Aga Mohammed joignait à une ambition immense une avarice sordide. Il avait accumulé des trésors considérables et réuni d'admirables joyaux, arrachés aux descendants de Nadir.
Un jour, un paysan condamné à avoir les oreilles coupées proposait de l'argent au bourreau s'il voulait n'en trancher qu'une seule; le roi l'ayant entendu le fit approcher et lui offrit de lui laisser les deux oreilles intactes s'il consentait à lui donner le double de la somme promise à l'exécuteur. Le paysan, plein de reconnaissance, se jeta aux genoux du roi et le remercia, croyant que grâce lui était faite et que la demande d'argent était une simple plaisanterie, mais il fut bientôt détrompé et obligé de se plier aux exigences cupides du monarque.
Peu de temps après, Aga Mohammed s'entendit avec un derviche pour exploiter les hauts fonctionnaires de sa cour.
Comme le roi était au milieu d'eux, un mendiant s'avança et implora la charité avec la plus grande humilité.

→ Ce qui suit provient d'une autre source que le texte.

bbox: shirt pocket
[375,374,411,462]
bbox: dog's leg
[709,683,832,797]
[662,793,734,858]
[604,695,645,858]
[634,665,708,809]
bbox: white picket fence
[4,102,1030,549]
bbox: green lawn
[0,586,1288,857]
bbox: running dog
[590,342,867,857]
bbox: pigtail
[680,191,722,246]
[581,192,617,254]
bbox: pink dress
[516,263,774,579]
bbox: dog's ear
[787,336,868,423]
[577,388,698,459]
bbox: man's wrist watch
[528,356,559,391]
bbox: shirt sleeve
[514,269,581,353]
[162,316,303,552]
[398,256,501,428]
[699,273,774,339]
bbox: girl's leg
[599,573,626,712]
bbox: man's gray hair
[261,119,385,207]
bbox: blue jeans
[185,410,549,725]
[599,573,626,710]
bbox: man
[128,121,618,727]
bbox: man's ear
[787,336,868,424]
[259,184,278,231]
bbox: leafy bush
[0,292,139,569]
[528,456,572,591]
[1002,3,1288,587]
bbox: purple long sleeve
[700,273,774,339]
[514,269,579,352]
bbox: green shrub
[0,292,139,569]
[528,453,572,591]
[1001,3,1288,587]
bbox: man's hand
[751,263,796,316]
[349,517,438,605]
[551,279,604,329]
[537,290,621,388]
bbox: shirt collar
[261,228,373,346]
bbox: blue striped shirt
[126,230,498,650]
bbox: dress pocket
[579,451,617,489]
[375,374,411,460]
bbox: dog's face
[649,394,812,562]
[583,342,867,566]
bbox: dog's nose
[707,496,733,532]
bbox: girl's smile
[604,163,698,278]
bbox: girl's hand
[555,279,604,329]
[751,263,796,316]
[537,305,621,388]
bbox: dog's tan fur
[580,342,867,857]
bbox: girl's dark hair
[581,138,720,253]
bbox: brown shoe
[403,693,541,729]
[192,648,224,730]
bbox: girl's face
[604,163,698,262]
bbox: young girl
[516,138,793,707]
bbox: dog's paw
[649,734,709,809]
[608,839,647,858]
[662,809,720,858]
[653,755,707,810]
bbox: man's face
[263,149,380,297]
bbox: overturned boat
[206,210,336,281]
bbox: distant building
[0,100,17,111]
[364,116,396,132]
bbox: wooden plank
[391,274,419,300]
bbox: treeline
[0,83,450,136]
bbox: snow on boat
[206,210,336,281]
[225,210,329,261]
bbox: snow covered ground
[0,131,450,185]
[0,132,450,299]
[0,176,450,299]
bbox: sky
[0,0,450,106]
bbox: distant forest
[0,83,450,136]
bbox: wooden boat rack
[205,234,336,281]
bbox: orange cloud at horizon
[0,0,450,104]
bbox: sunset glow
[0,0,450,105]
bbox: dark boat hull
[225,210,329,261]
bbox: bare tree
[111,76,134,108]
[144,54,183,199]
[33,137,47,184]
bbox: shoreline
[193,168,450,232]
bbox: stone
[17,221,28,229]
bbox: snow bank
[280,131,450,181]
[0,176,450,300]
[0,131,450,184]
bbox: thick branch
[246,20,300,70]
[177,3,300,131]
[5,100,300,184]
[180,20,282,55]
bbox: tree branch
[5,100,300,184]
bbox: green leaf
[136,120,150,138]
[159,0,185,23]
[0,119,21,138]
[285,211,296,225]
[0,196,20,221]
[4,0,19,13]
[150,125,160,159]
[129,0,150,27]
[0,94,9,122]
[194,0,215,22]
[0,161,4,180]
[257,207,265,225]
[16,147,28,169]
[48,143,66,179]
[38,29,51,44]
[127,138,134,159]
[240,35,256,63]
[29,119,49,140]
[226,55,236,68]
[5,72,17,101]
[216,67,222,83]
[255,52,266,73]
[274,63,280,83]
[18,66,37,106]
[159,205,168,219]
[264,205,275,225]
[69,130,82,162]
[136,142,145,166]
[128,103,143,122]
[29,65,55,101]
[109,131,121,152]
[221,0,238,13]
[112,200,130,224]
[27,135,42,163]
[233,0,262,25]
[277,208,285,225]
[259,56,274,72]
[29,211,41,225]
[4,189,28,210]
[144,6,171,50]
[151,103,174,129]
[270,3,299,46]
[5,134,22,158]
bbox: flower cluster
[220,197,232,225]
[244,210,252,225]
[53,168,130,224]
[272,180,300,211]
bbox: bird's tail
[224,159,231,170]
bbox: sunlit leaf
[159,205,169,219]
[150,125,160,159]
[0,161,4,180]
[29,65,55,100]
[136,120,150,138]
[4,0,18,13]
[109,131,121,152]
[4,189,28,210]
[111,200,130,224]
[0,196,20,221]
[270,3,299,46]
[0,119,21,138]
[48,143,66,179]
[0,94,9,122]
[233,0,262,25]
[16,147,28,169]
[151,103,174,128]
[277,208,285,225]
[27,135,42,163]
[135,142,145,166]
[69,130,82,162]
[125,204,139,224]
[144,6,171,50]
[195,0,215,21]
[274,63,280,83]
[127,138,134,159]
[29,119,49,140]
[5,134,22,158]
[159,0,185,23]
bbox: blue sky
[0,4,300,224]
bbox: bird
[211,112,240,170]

Le souverain l'interroge, s'apitoie sur ses malheurs, ordonne qu'on lui remette en son nom une somme importante et le recommande chaleureusement à la générosité de ses courtisans. Chacun s'empresse de vider sa bourse dans un pan de la robe du bonhomme, qui sort en témoignant sa reconnaissance.
Le roi se montra inquiet tout le reste de la journée; enfin, le soir venu, il demanda avec irritation à son intendant si le derviche s'était présenté et, en ce cas, pourquoi on ne l'avait pas introduit: personne ne l'avait vu. «J'ai été indignement trompé: non seulement ce misérable m'avait promis de me rendre mon aumône, mais nous devions partager celles des courtisans.» On fit vainement chercher le derviche; redoutant la colère de son puissant compère, ce hardi fripon avait pris la fuite.
Malgré sa cruauté et son avarice, Aga Mohammed fut un grand roi: il accrut la puissance de la Perse, l'administra avec sagesse, se montra aussi juste que peut l'être un conquérant oriental fondateur de dynastie, et sut être généreux toutes les fois qu'il s'agit du bien, de la prospérité du pays ou de l'entretien d'une armée qu'il adorait.
A sa mort, Baba khan monta sur le trône sous le nom de Fattaly chah. C'était un prince intelligent et initié dès son jeune âge à la pratique des affaires. Ses armées, d'abord victorieuses dans le Khorassan, prirent Hérat, mais éprouvèrent de grands revers en Géorgie et en Arménie, annexées sous son règne à la Russie.
Fattaly chah a été au commencement de ce siècle indirectement mêlé à notre histoire nationale.
Napoléon, toujours préoccupé de créer des difficultés à l'Angleterre, tenta de déterminer le roi de Perse à lever des armées et à les jeter sur les possessions anglaises des Indes. Dans ce but il envoya à Téhéran une ambassade, conduite par le général Gardanne. Le gouvernement britannique, instruit de cette manœuvre, chargea de son côté le général Malcolm d'acheter la neutralité persane moyennant une rente quotidienne de vingt-cinq mille francs. Le chah traîna en longueur les négociations avec la France, et notre ambassade se décida à quitter l'Iran au bout de plusieurs mois, sans avoir conclu de traité.
A la chute de Napoléon, les Anglais, n'ayant plus rien à redouter de la Perse, cessèrent de payer la pension promise. Fattaly chah, qui avait pris la douce habitude de recevoir ce présent, se plaignit. Les engagements furent niés d'abord, puis le cabinet de Saint-James prétendit que la rente était provisoire; comme le souverain faisait apporter le traité et en lisait les termes à l'ambassadeur d'Angleterre, celui-ci, disent les Persans, déchira les signatures et les avala.